You can try this at home – but surely not on your business (yet)

Final Thoughts

Although generative models are good at giving the impression of talking with a human, they still must improve. If you’re not a researcher, maybe it’s best to wait for this technology to mature before putting it in production, or you can have a bad experience, like Microsoft had with Tay.

They are promising, they are getting better and, who knows, they can be a path to reach human-like bots. At the time we write these lines they are not suited for most, if any, business use case but data scientists are not giving up and this is a very active (and attractive) research area, so it’s better to keep a watchful eye on future progresses.

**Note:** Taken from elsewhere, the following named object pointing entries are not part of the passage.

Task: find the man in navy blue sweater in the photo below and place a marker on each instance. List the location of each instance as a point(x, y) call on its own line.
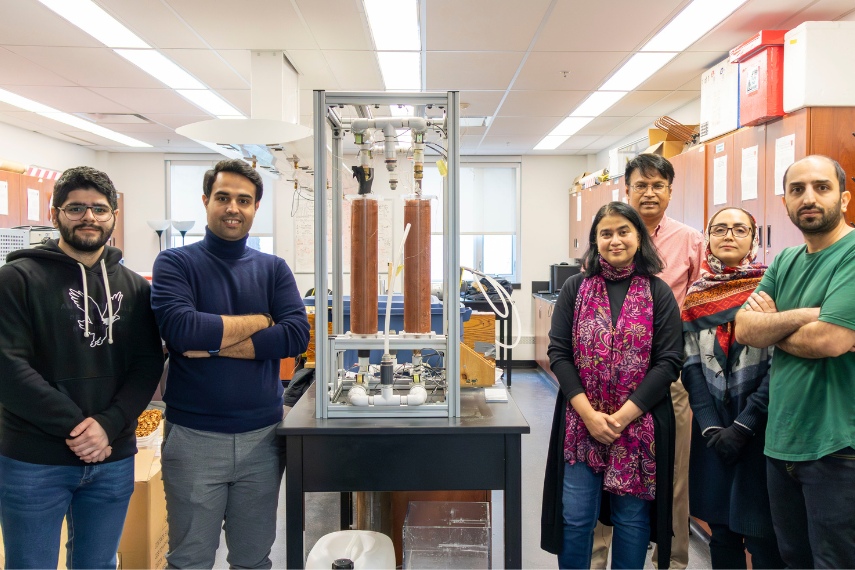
point(228, 314)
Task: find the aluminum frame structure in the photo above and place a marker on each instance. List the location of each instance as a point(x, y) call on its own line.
point(327, 348)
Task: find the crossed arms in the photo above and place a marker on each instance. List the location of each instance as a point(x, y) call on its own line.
point(798, 332)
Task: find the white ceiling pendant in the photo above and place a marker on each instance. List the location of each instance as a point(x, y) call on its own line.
point(275, 108)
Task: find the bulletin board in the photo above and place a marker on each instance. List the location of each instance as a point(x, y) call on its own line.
point(304, 235)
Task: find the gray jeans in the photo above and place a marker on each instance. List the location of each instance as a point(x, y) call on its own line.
point(212, 477)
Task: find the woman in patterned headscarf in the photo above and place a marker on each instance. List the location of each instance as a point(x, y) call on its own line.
point(616, 348)
point(728, 386)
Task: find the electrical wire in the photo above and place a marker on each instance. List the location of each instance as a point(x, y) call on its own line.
point(503, 294)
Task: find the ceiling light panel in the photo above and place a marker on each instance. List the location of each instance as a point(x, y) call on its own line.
point(93, 20)
point(394, 24)
point(691, 24)
point(550, 142)
point(161, 68)
point(597, 103)
point(211, 102)
point(401, 70)
point(635, 71)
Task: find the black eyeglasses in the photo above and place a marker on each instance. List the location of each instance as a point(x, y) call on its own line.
point(657, 188)
point(737, 231)
point(76, 212)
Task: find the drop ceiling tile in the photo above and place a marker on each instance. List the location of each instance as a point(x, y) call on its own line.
point(70, 99)
point(153, 21)
point(483, 25)
point(671, 103)
point(265, 24)
point(577, 142)
point(316, 73)
point(481, 104)
point(32, 23)
point(471, 70)
point(594, 26)
point(336, 24)
point(541, 103)
point(681, 69)
point(587, 70)
point(207, 66)
point(602, 125)
point(499, 143)
point(88, 67)
point(634, 103)
point(239, 60)
point(16, 70)
point(513, 126)
point(240, 98)
point(355, 70)
point(144, 101)
point(175, 121)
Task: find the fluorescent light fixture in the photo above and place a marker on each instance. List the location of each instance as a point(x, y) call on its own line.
point(597, 103)
point(401, 70)
point(77, 122)
point(550, 142)
point(85, 125)
point(161, 68)
point(210, 101)
point(93, 20)
point(24, 103)
point(635, 71)
point(691, 24)
point(570, 126)
point(394, 24)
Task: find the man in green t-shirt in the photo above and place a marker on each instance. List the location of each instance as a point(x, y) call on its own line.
point(805, 306)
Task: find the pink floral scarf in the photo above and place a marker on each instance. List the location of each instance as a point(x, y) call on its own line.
point(612, 361)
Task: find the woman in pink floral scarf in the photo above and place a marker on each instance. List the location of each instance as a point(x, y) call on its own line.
point(616, 346)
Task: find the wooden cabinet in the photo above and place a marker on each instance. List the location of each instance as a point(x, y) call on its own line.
point(749, 166)
point(10, 212)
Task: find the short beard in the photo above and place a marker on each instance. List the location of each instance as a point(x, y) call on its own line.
point(86, 246)
point(828, 220)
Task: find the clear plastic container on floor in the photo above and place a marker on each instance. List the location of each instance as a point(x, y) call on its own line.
point(447, 535)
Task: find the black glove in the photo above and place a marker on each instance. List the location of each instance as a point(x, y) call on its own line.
point(730, 442)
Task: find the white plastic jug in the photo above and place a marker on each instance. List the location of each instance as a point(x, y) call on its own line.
point(368, 550)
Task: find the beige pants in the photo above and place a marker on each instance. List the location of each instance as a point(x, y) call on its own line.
point(680, 541)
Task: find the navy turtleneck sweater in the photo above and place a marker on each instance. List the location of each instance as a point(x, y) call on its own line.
point(191, 287)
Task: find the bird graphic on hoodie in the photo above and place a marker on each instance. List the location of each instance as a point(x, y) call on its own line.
point(99, 319)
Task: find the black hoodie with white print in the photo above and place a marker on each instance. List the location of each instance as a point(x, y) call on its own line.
point(75, 342)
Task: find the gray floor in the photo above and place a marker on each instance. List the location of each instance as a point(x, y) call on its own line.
point(535, 396)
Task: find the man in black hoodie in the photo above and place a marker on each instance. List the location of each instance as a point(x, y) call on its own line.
point(80, 356)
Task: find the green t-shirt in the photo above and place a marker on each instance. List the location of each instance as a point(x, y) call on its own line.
point(812, 401)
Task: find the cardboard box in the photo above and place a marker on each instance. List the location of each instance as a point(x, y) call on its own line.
point(719, 100)
point(818, 61)
point(761, 77)
point(664, 144)
point(146, 538)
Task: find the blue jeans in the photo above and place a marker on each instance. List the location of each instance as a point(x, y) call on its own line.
point(630, 515)
point(35, 498)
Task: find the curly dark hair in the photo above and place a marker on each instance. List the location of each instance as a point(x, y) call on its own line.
point(238, 167)
point(647, 260)
point(84, 178)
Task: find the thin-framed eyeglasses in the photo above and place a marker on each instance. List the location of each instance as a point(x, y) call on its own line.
point(75, 212)
point(737, 231)
point(657, 188)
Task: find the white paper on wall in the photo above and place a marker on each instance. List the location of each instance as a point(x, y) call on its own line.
point(749, 173)
point(720, 180)
point(785, 155)
point(33, 208)
point(4, 198)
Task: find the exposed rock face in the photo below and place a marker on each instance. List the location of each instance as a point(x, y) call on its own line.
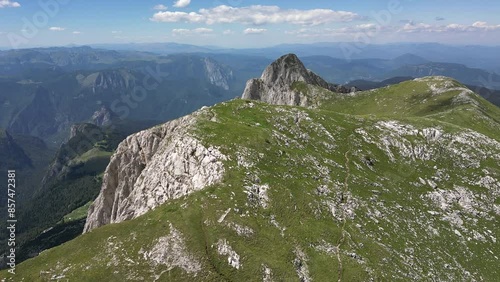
point(151, 167)
point(275, 86)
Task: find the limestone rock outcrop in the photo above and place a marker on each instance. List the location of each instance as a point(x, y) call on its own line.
point(276, 84)
point(153, 166)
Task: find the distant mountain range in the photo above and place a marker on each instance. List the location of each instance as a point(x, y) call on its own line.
point(293, 182)
point(47, 93)
point(475, 56)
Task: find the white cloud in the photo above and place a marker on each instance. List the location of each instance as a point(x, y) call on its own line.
point(160, 7)
point(475, 27)
point(356, 30)
point(184, 31)
point(181, 31)
point(9, 4)
point(254, 30)
point(56, 28)
point(182, 3)
point(256, 15)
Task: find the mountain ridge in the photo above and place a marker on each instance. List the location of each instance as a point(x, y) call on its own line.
point(397, 183)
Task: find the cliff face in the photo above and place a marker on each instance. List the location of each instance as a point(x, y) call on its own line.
point(151, 167)
point(395, 184)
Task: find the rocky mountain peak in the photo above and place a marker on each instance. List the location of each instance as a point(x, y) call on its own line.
point(286, 70)
point(278, 84)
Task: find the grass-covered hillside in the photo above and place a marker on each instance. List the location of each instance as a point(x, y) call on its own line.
point(395, 184)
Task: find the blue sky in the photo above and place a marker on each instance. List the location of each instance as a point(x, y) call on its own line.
point(247, 23)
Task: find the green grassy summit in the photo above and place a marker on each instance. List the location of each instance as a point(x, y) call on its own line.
point(395, 184)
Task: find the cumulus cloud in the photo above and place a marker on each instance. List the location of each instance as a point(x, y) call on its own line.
point(475, 27)
point(56, 28)
point(185, 31)
point(160, 7)
point(254, 30)
point(182, 3)
point(352, 31)
point(9, 4)
point(256, 15)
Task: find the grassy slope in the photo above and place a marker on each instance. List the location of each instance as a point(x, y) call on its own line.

Artificial General Intelligence (AGI) models

Pictures of C-3P0 are sometimes used when talking about bots. Who wouldn’t want to replace Google Translator by a C-3PO in the living room? It could easily understand any sentence and politely answer questions like “C-3PO, how would you say ‘Amanhã as máquinas vão exterminar a humanidade’ in english?” quickly and accurately: “Tomorrow the machines will terminate humankind, sir”. “Thanks”. Better than that, it could be taught to talk about sports, play chess or compose a symphony, or at least try and understand its limits, without being programmed specifically to accomplish those tasks. That’s why C-3PO can be considered an AGI bot. That’s also why it doesn’t exist.

While rule-based and AI retrieval-based bots use narrow AI (if any), which is AI focused on a single task and unable to understand anything else, AGI bots will not use AI just for classifying content in the user input, but also for training and learning in an unsupervised fashion, by inferring knowledge from experience without the need of human classification for the training data, and will be able to create their own responses and target multiple goals, as humans do. Who knows, they may even grow an artificial conscience.

Starting from scratch or pre-trained for some purpose, an AGI bot will evolve and find its way using the interactions with the world, its failures and successes and any other data it can get, to learn and improve. It will be able to really understand what we say and engage in meaningful conversations.


Final Thoughts

AGI rests on the sci-fi universe for now. There is extended research running and much hope coming from the latest artificial intelligence progresses, mainly in the deep learning field, but AGI still lies beyond the horizon despite all the hype that is going on. So, beware: if someone tries to sell you C-3PO for your business, it’s probably a fantasy - or a plastic doll.

It’s the promise of easy, human-like interaction that makes the chatbots experience so appealing. Once AGI bots work, if they evolve to a (educated) human level, they will be a technological revolution, probably changing the way we interact with machines. But for now, they’re still “such stuff as dreams are made on”.